Thelma has called to see me again, which makes it the second time this week. She just ‘popped in’, she said, ‘for a cuppa’ – which wasn’t a very apt description of what she did. Blew in, or bounced in, would be more accurate – and, using all the spill of her matronly charm, took over the place in no time.
‘You all right, pet?’ she had asked, as she was busy dumping her things and making herself at home.
‘Don’t I look it?’ I answered, wondering what she was thinking.
‘O
h, yes. You do. You look fine. Different, though. Definitely. Something’s happened – hasn’t it?’
‘Such as?’ I asked.
‘Well, how would I know, sweetheart? But something has, by the looks of it.’

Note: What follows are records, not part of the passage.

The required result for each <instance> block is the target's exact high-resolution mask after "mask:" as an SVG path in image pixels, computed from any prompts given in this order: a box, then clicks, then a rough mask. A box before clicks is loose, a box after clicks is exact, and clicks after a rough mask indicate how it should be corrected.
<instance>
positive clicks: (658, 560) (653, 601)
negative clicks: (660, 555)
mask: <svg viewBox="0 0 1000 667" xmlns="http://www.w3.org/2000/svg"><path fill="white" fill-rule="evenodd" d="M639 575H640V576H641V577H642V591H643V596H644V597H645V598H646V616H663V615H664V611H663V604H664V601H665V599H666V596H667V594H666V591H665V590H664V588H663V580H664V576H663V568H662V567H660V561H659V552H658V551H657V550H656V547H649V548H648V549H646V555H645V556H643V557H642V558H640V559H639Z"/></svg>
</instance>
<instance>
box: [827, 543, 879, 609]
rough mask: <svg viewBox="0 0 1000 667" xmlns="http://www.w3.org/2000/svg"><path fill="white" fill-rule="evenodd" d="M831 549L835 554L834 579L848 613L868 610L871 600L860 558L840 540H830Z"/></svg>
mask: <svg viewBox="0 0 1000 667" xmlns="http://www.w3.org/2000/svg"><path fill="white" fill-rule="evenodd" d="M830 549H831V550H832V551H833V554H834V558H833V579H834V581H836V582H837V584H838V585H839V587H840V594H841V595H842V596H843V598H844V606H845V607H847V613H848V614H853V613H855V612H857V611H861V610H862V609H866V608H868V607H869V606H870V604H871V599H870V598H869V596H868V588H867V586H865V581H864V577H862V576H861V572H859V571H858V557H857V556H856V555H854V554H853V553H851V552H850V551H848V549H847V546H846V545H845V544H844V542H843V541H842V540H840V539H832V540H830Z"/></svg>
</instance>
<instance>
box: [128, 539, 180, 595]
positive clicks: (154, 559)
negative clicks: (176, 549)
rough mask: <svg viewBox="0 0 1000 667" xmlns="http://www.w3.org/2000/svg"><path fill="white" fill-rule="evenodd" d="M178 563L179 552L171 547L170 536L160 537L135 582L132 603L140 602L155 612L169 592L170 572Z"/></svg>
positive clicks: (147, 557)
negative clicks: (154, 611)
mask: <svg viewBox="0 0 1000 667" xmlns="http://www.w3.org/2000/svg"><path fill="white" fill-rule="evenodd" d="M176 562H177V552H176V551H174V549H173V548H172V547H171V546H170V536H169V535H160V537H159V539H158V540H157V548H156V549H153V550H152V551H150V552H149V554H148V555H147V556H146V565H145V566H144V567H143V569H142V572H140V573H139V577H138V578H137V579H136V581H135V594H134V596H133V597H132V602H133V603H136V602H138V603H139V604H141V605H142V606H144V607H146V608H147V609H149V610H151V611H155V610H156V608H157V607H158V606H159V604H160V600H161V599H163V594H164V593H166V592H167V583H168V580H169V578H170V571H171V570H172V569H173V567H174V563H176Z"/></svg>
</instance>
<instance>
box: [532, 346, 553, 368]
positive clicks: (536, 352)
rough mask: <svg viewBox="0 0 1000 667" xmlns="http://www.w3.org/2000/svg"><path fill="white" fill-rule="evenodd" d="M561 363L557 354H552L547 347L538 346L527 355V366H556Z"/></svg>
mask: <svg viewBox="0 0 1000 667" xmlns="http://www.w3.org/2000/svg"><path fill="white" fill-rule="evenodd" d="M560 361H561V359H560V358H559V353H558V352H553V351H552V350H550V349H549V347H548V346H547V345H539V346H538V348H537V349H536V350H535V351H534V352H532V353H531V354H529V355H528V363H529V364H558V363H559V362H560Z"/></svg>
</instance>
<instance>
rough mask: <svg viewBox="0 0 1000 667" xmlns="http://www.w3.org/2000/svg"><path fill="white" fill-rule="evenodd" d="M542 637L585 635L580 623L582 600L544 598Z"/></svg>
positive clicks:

‘I’ll make some tea,’ I said, ‘or coffee.’
‘Oh, will you? … Well, that will be nice. Coffee for me, though, at this time of day.’
‘Coffee then,’ I said, as I slipped away into the kitchen.
‘Mark been here?’ Thelma called out.
‘What?’ I asked, pretending I hadn’t heard.
‘That Mark,’ she said. ‘Has he been here yet?’
‘Yes,’ I answered, not wanting to lie.
‘Oh – has he!’ she said. ‘Well, how did it go? You two in love or something?’
‘Thelma!’ I answered, pushing my head around the open kitchen door; ‘Mind your own business, please,’ not wanting to betray the fact that Mark and I had spent the previous night together and had realised that we liked each other a lot.
‘But it is my business,’ Thelma persisted. ‘I’m your best friend, remember? Except for Len, of course. You like him more than you like me, because he doesn’t ask awkward questions.’
‘Oh, Thelma!’ I called out to her with a laugh. ‘Trust you to say a thing like that.’
‘Well then, tell me. Seriously, Eddie, have you met someone you like at last?’
‘Maybe,’ I said, as I brought the coffee in from the kitchen.
‘Well, that’s lovely,’ she said, her eyes all aglow at the thought of romance.